Today I am drinking mealy milk-chocolate flavour cocoa, which is tolerabel only for the excessive mini marshmallows I have stuffed in it. There is a million work to do. Peoples invisible want my attention, they tug with their tales and their teeth. I have a [ profile] yuletide story to write. And dismemberments to describe. Last night I dreamed in Shadow Hearts RPG ways. It was cool.

I don't feel bad, not at all.

And I really want to try to make the pomegranate meringues at some point. I'm sure it's a million harder than it looks. But still. If anyone can... well, you know. Herr Hades. And all.

*clicks heels three times three. whee.*
caudelac: (happy!)
This week has been full of all manner of annoying crap
Especially at wukr,
but I,
I am actually pretty happy,

I thought you should know.
caudelac: (standing out in a crowd.)
Yesterday was apparently about dead animals. There's something (more than likely) in the crawlspace rotting. Please lord, let it be that and not in the walls. Terminex is coming out tomorrow to check it out and yes. Because the master bathroom is simply not useable with that stench in there.

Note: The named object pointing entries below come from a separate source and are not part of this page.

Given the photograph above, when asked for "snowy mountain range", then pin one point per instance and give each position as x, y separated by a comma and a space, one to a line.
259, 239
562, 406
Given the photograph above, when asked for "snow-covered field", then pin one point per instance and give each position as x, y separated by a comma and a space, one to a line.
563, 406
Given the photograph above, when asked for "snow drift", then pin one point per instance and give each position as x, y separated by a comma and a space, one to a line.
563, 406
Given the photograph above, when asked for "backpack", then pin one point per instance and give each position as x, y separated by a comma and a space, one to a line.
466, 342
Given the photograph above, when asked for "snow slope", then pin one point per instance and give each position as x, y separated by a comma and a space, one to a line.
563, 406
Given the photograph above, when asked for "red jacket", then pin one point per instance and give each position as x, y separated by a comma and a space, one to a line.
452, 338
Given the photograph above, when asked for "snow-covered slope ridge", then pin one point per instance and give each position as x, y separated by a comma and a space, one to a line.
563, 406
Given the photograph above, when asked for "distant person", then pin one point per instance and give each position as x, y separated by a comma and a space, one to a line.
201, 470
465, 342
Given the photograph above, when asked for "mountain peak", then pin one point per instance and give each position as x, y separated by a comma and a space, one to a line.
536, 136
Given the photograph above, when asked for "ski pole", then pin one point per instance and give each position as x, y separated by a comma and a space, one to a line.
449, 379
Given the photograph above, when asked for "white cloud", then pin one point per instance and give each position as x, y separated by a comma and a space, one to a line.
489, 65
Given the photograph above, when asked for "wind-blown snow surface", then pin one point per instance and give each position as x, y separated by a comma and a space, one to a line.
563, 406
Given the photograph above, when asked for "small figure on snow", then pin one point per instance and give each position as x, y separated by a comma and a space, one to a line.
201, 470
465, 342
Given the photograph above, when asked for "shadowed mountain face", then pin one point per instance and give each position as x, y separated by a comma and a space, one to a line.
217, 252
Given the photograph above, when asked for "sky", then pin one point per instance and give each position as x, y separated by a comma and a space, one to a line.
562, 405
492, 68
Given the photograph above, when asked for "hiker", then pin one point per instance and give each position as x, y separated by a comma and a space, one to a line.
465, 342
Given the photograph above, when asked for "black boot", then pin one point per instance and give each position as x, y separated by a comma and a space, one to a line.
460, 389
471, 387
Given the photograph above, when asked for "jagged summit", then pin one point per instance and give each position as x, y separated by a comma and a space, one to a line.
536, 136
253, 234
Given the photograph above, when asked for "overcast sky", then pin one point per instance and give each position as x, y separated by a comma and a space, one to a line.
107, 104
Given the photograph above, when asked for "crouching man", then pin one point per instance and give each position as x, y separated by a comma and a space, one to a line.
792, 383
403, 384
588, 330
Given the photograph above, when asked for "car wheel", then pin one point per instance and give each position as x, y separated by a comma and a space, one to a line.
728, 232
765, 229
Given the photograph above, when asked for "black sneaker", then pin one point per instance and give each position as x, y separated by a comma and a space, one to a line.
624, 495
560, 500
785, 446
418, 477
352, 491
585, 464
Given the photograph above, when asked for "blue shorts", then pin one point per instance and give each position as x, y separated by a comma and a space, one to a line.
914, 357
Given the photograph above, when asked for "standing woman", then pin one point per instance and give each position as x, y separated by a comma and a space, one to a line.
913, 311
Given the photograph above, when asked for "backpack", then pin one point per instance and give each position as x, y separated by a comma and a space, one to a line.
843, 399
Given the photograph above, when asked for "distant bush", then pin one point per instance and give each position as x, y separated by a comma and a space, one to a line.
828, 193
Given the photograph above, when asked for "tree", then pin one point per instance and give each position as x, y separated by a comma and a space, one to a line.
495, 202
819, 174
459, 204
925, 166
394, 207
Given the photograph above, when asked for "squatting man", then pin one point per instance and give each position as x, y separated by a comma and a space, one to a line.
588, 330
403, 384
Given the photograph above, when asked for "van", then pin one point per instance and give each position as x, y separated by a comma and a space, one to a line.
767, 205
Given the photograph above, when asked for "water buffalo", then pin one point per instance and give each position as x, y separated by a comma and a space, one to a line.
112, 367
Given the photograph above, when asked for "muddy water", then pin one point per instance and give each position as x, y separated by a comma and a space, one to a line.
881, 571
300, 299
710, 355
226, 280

Because to quote Hedwig quoting fast food slogans, I need a break today. But to quote Caledon Hockley, I make my own luck. Or something. So, to quote my tarot deck, maybe it's time to try something new. Actually, what it says is combine the best aspects of any unpleasant circumstances presented you, and run with that. And to wait a bit, and a solution to the various Everything At Once will present itself.

Got my medicine samples yesterday, will start them at lunch. The winner at the moment is Effexor. We'll see how that plays out. As the beatles say... well just put on 'tomorrow never knows', and that will probably do it.

Also, I have had random bits of 'Gone With the Wind' stuck in my head. Particularly the bit where Prissy goes to Belle's place to get captain Butler and his carriage and is shrieking about, "THE YANKEES ARE COMING!! THE YANKEES ARE COMING... THE YANKEES ARE HERE!!!" et al.

This is all quite fascinating, I know.
caudelac: (bangbang)
Some asshole with a putter is standing just behind me and to my left, whacking the damn thing into the soft-ish part of my skull right over and behind my ear, occasionally missing and cracking the back of the skull itself. But everytime I look, fucker disappears. Sneaky little bastard. If he ain't careful, I am gonna wax poetic on his invisible ass. In American Sign Language. With Brass Knuckles. Yeah.

Have a villanelle to the kneecaps, mothafucka.